Dumpster Diver Allegedly Stole IDs By Reassembling Paper Shreds

By in

ID Theft made easy by piecing shredded paper together like a puzzle

By Bettina Boxall, Los Angeles Times Local News. May 2, 2012

Santa Clarita Valley – Grant Lind allegedly was a dumpster diver with a lot of patience and a talent for putting together puzzle pieces.

Lind, 49, was charged last month with 44 felony counts in connection with a check counterfeiting scheme, according to authorities who say he gleaned bank account information from shredded checks he plucked from a Valencia dumpster.

The Los Angeles County Sheriff’s Department launched an investigation after a Castaic church reported bank account information had been stolen and used to write counterfeit checks. Detectives discovered 20 different victims, all Santa Clarita Valley residents and businesses, who had one thing in common. They had written checks to Valencia Self Storage in Valencia.

When investigators searched Lind’s residence in Newhall last October, they found check printers, computers and “bags and boxes full of these shredded documents,” said sheriff’s Det. David Lingscheit.

Lind would allegedly take a bag of shreds, divide the contents into smaller boxes and then assemble the pieces, each about 2 inches long and a quarter-inch wide, on top of the box and piece together bank account and routing numbers.

He then used the information to print and write more than 30 counterfeit checks worth about $16,000, authorities said.

The charges against Lind include identity theft, check forgery and false impersonation.

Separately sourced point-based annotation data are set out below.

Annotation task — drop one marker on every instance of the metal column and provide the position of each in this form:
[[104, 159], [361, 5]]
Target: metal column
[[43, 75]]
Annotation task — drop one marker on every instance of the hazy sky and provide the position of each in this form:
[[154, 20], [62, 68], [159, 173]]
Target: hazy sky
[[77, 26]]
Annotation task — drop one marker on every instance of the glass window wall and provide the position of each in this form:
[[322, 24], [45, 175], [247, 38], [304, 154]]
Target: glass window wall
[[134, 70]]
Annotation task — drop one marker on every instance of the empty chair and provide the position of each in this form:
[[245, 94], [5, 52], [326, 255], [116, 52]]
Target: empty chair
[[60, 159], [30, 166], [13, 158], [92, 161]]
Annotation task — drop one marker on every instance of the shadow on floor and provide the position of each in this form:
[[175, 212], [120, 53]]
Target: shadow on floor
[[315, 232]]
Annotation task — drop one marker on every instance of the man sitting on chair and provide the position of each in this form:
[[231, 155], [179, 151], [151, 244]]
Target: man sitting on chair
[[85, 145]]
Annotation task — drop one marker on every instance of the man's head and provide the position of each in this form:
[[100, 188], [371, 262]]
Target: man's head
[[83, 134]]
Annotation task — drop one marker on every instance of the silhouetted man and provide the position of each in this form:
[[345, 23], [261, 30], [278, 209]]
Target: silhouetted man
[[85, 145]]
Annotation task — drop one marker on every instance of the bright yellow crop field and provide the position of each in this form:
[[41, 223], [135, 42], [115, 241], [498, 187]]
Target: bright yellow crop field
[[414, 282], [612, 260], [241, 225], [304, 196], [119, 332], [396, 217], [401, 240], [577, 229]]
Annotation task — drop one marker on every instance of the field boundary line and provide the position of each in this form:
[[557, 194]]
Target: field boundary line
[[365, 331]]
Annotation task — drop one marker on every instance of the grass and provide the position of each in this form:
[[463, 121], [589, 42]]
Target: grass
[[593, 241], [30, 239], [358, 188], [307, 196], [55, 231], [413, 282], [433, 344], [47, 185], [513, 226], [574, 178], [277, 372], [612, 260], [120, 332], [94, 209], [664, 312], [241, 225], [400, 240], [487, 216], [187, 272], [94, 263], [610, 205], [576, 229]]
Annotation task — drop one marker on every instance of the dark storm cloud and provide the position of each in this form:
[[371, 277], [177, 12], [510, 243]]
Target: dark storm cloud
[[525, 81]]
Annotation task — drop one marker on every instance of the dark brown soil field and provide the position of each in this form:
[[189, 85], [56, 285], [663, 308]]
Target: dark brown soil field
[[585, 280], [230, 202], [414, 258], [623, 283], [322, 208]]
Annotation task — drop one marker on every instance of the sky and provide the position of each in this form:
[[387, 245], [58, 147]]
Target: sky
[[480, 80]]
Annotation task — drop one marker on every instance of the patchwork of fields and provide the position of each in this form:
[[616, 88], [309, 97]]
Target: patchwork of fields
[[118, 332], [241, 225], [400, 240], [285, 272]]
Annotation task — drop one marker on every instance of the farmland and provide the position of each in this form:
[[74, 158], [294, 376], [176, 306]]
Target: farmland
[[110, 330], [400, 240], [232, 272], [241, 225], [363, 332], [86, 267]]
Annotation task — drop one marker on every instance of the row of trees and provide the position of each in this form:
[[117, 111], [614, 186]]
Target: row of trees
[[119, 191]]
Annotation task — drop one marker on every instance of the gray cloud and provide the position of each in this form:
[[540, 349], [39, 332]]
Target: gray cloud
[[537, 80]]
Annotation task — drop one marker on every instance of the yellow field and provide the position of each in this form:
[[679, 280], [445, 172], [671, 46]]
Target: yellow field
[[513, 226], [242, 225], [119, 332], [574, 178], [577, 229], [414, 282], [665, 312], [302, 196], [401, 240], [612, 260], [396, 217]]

His girlfriend, Tammy Combe, 47, was charged with one count related to allegedly stealing bank information from a man who lived with them.

Lind, who had moved with Combe from Newhall to Simi Valley, was arrested in Ventura County on similar charges about six weeks ago, Lingscheit said. Lind is being held in the Ventura County Jail in lieu of $850,000 bail. Combe, who was scheduled to be arraigned Wednesday, was being held in the Los Angeles County jail in lieu of $50,000 bail.

Lingscheit’s advice: Use a shredder that cuts financial documents into indecipherable bits.

“Although people think they are shredding their documents to protect them from identity theft, there are people out there who take the time to reassemble them and the information winds up stolen,” he said.